En réalisant qu’il était fait comme un rat, le fugitif – qui connaissait très bien les lieux – a tenté de prendre la fuite en passant par le toit d’une maison voisine. «Il s’est alors retrouvé face à deux officiers du GIPM. Il n’a pas hésité à faire feu sur eux. Il a touché un au bras et l’autre à l’œil. Il avait un fusil à canon scié sur lui. Il utilisait un calibre 12. Les autres policiers ont riposté en tirant dans sa direction. Rajen Sabapathee est tombé peu après. On ne sait toujours pas qui l’a touché. On s’est ensuite jeté sur lui pour le désarmer. Il était torse nu et portait un short. Il avait un pistolet .22 dans sa poche ainsi qu’une sacoche autour de sa taille qui contenait des balles. Il avait été touché sur plusieurs parties du corps, notamment au bas du ventre et à l'épaule.»
Selon Christian Francis, l’ancien Mr Indian Ocean respirait toujours quand une ambulance est arrivée pour le transporter à l’hôpital Victoria. «J’étais dans ce véhicule en compagnie d’un sergent et d’un autre policier. À notre arrivée à Candos, un médecin a toutefois constaté son décès. Il y a eu une enquête judiciaire après sa mort. Mais il n’y a pas eu de poursuites contre les policiers par la suite. La cour avait statué qu’il n’y avait pas eu de foul play. Rajen Sabapathee était wanted au moment des faits. Il était recherché après son évasion de La Bastille et aussi pour la fusillade à Quatre-Bornes. Je tiens à préciser que la police ne l’a pas abattu froidement comme certains ont voulu le faire croire», martèle l'ancien sergent.
Les circonstances entourant la fin tragique de Rajen Sabapathee ont toujours fait polémique. Les membres de sa famille, par exemple, n'ont jamais accepté la version officielle. «Sa piti-la finn ed boukou dimoun. Li ti fer boukou sosial. So sel erer se ki li ti tro pros ek sertin politisien. Nou finn tann tro boukou kitsoz lor so lamor, akoz sa nou anvi kone kifer zot inn touy li. Eski vremem li ti lenemi piblik nimero 1 kouma lapolis ek bann zournal ti pe dir a lepok ? Eski se parski li ti tro pros ek bann politisien ek li ti konn tro boukou kitsoz lor zot ? Nou pa ti ena kontak ek li ditou kan li ti sove depi prizon me lapolis ti bien fatig nou toulezour. Zot ti mem aret mari mo tifi. Li mem ki ti pe al kit manze Rajen kan li ti dan prizon», nous avait déclaré sa mère Soondron, en 2020, à l'occasion du 20e anniversaire de la mort de son fils.

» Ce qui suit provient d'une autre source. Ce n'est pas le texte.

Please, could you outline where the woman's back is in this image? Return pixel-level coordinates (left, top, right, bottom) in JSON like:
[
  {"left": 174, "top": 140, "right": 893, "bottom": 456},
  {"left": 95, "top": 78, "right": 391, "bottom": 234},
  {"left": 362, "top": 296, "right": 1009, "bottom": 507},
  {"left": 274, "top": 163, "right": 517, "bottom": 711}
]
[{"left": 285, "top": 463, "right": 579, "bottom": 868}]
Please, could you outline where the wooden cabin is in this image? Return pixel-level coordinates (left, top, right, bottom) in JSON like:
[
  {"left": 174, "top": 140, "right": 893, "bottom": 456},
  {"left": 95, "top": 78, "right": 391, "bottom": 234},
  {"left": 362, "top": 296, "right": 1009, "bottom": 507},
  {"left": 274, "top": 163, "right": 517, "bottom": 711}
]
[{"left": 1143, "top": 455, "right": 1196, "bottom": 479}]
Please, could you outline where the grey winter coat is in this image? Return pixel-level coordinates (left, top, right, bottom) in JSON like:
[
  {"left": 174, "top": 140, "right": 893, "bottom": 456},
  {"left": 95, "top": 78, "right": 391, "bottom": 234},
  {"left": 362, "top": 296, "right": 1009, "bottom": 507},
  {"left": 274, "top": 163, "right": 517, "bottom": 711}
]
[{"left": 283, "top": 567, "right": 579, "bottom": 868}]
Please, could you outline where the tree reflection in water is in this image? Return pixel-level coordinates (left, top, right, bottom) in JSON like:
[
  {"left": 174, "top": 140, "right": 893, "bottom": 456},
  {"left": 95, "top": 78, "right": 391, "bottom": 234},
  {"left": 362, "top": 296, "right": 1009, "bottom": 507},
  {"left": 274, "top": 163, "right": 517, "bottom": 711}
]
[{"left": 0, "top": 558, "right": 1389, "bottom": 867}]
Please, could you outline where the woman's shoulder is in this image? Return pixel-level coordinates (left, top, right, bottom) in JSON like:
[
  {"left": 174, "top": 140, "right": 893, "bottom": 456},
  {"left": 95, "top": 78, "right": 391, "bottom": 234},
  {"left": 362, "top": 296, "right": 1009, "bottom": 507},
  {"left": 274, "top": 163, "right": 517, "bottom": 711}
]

L'habitante de Stanley nous avait affirmé qu'elle ignorait si son fils Rajen était impliqué dans le trafic de drogue. Elle n’est, hélas, plus de ce monde, depuis le 2 décembre 2023, pour prendre connaissance de la version de Christian Francis, le premier policier qui brise le silence sur cette affaire.
Cinq personnes périssent sous les balles de la police en 20 ans
Le nom de Rajen Sabapathee figure sur une liste comprenant uniquement cinq noms. Il s’agit de ceux qui ont périt sous les balles de la police en l'espace de 20 ans. Ce n’est d’ailleurs pas courant qu’un policier tire sur une personne. Les policiers le font uniquement en dernier recours. La dernière personne en date décédée après que la police lui a tiré dessus est Bhavish Rosun, abattu le 2 janvier 2020 à Henrietta, alors qu’il s’acharnait sur son fils d’un an avec un sabre. Pendant les émeutes de février 1999, trois personnes avaient été tuées par des balles tirées par des policiers : le chanteur Berger Agathe, alors qu’il tentait de calmer les émeutiers, et deux jeunes, Michel Laurent et Leemul Ghoosia. Onze mois plus tard, Rajen Sabapathee a été tué par balle lors d’une opération de capture à Chamarel alors qu’il était en cavale.